With 2023 quarter of the way through what is going on with the Inland Revenue?

As many of you know dealing with the IRD often they are an unwanted presence in your dealings with your clients.  Your clients are not too grateful when letters or emails arrive from the IRD ‘asking questions’ or ‘seeking information’.  Over COVID the IRD had been largely invisible but 2023 has seen them back with their risk reviews, questions, and initiatives.  So, what is in store for us?

1. Construction

The IRD estimates that 50,000 construction companies or contractors either owe them money or are behind in at least one return.  The IRD has created a toolbox particularly for people in the construction industry to help them make sure that they are paying the right amount of tax and keeping their affairs up to date.  It is a welcome initiative and you have got to give them credit for that.

2. Risk Reviews

The Covisory team have seen the rise of risk reviews again post COVID so it is back to normal business by the looks of it.  The risk reviews to date have been innocuous and simple around interest deductibility on residential properties and some property sales.  But you can expect the IRD’s audit sections will be ramping up activity. 

3. Debt Collection

The one that has been surprising has been their debt collection area, we have been dealing with them for a few clients where they have arrears, and we are proactively trying to manage them with the IRD.  Given the amount of money the government needs by now we would have thought that the IRD would be chasing outstanding debts particularly when some of these are quite large.  Interestingly we have had great difficulty engaging with the IRD and it has taken some time to get the IRD to respond to some of these.

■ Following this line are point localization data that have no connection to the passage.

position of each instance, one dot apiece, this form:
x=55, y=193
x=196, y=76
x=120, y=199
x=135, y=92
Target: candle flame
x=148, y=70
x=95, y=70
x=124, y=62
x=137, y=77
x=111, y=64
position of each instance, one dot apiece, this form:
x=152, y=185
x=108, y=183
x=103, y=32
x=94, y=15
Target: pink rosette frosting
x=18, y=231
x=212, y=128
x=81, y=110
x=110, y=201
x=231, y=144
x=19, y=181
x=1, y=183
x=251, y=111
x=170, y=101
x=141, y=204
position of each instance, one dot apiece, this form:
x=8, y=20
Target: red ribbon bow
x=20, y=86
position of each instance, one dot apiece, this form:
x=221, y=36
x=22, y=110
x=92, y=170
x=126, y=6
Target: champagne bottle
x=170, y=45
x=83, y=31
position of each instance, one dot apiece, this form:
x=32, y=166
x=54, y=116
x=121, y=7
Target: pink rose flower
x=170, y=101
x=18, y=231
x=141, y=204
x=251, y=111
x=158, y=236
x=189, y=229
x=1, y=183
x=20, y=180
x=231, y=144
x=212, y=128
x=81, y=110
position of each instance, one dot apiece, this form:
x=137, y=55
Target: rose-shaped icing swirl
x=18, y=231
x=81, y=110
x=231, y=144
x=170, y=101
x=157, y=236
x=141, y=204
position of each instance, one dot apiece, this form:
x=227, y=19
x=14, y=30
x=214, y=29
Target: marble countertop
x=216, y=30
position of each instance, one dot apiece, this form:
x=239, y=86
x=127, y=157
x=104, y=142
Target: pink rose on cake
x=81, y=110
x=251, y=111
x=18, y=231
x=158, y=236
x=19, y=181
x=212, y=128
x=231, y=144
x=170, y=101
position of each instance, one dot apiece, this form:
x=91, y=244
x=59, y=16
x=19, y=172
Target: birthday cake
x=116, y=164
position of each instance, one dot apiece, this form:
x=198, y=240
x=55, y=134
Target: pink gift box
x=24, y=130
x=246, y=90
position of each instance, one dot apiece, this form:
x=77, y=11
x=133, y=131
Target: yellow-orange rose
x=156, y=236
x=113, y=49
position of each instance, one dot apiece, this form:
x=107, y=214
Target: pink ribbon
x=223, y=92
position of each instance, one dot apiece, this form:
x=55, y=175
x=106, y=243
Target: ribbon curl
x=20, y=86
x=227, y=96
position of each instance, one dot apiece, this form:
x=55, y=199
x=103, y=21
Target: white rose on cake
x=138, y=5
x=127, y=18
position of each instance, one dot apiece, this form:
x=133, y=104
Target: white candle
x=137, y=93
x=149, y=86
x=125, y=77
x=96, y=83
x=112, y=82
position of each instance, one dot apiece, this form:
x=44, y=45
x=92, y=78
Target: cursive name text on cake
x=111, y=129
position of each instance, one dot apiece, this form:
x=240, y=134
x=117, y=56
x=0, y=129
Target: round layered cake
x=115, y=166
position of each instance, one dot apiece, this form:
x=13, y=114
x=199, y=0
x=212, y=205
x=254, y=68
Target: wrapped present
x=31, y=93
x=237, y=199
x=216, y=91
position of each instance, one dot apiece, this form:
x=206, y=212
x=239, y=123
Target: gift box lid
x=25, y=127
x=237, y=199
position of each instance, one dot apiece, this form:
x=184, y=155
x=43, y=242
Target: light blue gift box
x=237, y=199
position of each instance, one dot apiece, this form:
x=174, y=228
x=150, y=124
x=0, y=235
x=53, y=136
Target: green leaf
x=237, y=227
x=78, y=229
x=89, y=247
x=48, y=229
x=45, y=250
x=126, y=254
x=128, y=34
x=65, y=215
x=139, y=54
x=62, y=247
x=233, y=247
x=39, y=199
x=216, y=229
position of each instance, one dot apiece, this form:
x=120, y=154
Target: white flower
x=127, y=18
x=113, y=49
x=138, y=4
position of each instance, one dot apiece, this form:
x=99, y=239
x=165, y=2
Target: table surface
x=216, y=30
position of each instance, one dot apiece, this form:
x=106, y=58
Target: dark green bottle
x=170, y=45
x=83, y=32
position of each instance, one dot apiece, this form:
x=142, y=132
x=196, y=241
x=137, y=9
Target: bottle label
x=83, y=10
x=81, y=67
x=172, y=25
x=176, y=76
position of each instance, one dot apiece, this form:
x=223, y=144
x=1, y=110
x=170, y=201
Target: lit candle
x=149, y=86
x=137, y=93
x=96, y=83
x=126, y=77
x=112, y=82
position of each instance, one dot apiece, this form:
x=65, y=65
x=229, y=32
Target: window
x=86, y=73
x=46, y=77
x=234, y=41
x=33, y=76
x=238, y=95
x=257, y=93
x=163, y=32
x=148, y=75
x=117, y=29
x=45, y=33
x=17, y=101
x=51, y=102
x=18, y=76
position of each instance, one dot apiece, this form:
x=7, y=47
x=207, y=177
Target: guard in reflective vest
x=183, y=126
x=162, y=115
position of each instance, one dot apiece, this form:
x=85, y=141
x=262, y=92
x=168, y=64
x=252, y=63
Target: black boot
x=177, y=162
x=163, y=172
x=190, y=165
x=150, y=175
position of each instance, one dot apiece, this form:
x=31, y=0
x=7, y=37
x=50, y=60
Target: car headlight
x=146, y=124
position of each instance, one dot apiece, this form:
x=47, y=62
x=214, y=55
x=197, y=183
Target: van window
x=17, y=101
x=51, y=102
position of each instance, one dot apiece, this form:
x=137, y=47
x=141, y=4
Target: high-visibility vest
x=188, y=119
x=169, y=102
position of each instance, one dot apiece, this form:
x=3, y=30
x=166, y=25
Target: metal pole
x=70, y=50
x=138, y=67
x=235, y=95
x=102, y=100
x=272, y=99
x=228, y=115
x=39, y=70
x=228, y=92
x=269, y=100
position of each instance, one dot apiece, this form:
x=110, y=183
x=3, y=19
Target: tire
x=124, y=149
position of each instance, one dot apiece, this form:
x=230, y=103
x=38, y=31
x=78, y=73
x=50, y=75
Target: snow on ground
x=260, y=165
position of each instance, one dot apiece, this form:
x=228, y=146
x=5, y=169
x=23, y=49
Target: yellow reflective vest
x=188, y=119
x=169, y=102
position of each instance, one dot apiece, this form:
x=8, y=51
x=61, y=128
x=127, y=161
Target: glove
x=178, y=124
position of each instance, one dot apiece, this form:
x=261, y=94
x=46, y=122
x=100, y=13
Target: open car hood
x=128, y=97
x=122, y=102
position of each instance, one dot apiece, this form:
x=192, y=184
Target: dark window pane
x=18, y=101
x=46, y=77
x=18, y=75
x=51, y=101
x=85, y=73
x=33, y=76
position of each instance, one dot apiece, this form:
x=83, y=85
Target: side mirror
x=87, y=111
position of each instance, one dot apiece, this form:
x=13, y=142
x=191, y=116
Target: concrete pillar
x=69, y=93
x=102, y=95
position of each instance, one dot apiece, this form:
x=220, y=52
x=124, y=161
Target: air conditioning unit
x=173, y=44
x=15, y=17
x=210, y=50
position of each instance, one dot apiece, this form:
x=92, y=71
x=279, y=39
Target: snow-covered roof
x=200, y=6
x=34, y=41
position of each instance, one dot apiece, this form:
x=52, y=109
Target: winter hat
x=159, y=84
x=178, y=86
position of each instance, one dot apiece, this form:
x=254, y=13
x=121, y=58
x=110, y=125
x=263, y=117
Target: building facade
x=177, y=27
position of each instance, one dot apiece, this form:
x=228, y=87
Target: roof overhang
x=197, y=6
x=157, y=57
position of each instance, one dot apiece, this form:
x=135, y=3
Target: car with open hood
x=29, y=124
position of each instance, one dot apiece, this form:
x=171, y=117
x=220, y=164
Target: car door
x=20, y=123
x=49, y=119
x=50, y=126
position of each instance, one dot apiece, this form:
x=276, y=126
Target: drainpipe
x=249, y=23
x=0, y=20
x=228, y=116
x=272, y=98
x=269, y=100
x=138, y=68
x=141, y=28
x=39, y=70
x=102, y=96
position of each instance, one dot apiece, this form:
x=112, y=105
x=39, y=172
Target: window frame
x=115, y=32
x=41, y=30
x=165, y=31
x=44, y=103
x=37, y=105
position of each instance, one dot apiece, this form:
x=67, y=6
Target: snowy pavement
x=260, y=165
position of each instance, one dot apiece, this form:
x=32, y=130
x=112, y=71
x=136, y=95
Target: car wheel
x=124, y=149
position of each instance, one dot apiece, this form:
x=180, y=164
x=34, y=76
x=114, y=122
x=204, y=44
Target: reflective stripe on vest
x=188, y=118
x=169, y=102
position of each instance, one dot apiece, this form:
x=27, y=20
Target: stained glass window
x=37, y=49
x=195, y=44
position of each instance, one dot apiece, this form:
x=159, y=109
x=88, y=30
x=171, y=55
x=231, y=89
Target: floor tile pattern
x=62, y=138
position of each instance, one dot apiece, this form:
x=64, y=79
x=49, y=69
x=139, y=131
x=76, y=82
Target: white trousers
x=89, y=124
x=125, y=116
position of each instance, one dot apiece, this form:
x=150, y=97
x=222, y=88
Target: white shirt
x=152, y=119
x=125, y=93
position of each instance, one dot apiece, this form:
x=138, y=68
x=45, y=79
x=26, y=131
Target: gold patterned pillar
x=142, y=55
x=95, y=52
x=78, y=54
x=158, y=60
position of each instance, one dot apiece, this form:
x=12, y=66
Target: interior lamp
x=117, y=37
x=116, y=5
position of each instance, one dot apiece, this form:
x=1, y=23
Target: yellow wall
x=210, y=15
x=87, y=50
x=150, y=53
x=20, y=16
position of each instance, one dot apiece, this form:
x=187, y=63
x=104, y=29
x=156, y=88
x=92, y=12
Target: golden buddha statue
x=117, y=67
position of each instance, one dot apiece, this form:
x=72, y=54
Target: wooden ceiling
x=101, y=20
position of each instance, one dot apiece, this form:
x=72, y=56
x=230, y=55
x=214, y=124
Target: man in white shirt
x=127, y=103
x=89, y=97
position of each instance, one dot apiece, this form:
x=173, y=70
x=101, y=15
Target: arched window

Over COVID the IRD had been soft to deal with and our feeling going forward is that they are going to reverse that, and the pendulum will go completely across to the other side.  We are expecting the IRD to be difficult to deal with post COVID and that they are not going to cut many deals around time payment arrangements.  As the crunch comes on the government the pressure will come on the Revenue and that falls to the debt collectors.  So, if you have got clients that owe the IRD money or are going to have problems making payments as is always the case get in touch with the Revenue early but no more so than currently because in another 6-12 months you may see quite a significant difference in the IRD’s attitudes in these areas.

Over the last couple of years, the IRD has struggled as it has cut staff that are client facing, ie doing audits, introduced a new computer system and had to deal with COVID.  With these now behind them a new normalised IRD is going to see a lot of those people returning to their core functions.  So, beware and be ready because the IRD is going to be knocking on your door again soon or at least those of your clients.